I am trying out Pindel (https://github.com/genome/pindel) with our exome data, and even on demo datasets it is taking extremely long to run, way longer than is feasible in a production setting. Using Pindel version 0.2.5b9, 20160729, running in Singularity container on our HPC cluster. My config file looks like this:
$ cat pindel_config.txt SeraCare.dd.bam 500 Tumor HapMap.dd.bam 500 Normal
My command looks like this:
pindel --fasta genome.hg19.fa \ --config-file pindel_config.txt \ --output-prefix output/ \ --number_of_threads 40 \ --include targets.bed
I am running with 40 CPU threads, in a SLURM job with 320GB RAM allocated. My
targets.bed has 10,600 regions. Judging from the logs, Pindel is correctly searching in only the supplied target regions. However, after 6 hours, it has only gotten through 4,500 regions of the 10,600 provided.
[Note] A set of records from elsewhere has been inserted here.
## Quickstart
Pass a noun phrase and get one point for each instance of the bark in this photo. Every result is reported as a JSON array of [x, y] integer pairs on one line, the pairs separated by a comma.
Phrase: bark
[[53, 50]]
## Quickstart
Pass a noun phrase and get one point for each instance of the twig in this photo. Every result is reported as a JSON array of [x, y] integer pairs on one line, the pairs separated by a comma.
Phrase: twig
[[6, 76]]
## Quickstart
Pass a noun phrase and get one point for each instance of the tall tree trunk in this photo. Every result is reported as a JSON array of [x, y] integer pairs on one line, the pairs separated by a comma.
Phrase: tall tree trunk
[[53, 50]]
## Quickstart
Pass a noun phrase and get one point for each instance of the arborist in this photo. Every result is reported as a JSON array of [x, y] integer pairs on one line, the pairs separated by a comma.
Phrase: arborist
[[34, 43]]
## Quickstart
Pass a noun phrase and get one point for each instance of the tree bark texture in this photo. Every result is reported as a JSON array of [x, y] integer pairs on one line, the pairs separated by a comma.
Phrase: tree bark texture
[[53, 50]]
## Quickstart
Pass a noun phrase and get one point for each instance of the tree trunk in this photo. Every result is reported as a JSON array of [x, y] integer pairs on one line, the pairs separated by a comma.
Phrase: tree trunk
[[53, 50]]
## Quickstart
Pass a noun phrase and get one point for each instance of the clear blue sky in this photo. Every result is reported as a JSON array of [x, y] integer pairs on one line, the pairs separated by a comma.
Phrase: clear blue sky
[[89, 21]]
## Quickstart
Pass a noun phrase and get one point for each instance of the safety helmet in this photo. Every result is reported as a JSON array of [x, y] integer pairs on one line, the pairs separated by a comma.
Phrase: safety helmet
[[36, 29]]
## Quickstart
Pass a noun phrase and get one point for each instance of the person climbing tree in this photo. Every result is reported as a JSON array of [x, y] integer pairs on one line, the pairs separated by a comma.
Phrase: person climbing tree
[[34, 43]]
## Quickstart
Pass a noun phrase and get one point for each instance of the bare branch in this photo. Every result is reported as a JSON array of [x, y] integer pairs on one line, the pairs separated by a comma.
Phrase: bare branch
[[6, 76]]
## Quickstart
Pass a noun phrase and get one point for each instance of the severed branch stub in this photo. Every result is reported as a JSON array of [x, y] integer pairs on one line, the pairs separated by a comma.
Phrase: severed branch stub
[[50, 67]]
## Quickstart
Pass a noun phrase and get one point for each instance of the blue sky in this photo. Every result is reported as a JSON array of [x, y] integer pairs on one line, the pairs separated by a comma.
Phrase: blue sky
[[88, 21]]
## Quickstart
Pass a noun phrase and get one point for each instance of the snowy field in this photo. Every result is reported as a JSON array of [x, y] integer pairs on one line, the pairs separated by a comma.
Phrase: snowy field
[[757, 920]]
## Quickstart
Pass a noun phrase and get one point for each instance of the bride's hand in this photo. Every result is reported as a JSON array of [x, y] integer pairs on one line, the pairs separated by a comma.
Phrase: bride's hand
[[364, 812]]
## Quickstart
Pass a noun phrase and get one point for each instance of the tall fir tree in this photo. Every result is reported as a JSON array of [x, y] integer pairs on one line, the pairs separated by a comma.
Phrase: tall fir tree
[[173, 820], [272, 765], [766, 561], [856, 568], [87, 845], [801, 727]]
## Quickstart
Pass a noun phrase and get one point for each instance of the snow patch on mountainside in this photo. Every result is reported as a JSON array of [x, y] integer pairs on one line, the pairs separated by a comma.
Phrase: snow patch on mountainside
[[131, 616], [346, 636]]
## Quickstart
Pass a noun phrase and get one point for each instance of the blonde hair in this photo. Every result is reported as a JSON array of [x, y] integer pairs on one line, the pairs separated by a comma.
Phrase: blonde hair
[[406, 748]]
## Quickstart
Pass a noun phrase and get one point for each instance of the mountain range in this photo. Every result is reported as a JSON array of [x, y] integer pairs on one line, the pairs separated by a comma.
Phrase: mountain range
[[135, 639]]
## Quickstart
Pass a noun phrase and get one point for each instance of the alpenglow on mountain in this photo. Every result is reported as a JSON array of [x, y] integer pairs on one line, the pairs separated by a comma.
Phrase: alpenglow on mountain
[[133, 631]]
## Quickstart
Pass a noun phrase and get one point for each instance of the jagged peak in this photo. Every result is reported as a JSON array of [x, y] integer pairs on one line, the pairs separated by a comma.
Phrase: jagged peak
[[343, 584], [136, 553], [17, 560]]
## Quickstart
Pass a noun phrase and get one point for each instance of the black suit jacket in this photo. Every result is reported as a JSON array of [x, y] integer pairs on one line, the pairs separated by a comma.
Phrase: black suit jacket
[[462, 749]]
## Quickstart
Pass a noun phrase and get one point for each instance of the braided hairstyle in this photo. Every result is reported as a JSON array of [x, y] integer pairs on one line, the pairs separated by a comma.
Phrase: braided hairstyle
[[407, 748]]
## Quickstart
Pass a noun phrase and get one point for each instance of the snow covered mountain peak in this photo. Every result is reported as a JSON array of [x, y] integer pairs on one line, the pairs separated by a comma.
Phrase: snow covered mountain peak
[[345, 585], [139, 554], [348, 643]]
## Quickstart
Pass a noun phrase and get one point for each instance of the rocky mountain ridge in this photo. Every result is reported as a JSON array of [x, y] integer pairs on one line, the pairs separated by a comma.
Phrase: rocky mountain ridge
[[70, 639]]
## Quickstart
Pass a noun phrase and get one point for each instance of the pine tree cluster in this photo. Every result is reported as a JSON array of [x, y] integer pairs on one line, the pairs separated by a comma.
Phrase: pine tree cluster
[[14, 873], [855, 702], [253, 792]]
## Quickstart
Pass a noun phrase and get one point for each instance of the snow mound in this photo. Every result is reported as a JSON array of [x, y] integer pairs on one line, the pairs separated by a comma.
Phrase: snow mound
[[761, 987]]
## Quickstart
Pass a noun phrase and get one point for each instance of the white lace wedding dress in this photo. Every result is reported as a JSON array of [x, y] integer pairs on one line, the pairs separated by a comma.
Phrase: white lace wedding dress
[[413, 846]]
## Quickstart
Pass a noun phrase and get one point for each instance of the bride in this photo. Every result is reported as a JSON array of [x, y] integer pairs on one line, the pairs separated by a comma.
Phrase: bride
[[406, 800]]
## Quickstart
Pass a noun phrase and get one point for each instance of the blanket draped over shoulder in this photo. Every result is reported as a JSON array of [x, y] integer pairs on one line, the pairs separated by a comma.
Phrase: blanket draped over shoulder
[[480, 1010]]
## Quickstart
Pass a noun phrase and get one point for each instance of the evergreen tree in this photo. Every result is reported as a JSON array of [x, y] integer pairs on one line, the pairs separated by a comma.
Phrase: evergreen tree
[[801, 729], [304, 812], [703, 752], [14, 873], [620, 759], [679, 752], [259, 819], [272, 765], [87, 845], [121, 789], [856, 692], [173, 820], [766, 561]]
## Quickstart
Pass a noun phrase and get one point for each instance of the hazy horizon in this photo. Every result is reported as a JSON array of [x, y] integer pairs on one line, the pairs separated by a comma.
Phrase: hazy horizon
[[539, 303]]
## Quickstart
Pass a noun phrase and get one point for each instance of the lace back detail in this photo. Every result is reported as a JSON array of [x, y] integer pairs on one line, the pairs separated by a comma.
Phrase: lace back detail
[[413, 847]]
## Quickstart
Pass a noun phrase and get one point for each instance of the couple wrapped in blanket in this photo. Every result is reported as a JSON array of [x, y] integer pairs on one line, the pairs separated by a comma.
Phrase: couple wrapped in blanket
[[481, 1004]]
At this rate, it will take ~10 hours to finish; however this is only a demo dataset, it will likely take much longer on our real exome samples, and I have to run many of these per sequencing run. That will far exceed our available time and compute resources.
It seems I need to chunk the areas of the genome for Pindel to analyze further so that I can run more jobs in parallel for a more reasonable completion time. However I am not sure what the best method for this is, I do not want to compromise the integrity of the results. Is it safe to chunk per-chromosome? Or could I chunk even further, supplying only ~100 target regions per job without affecting the results?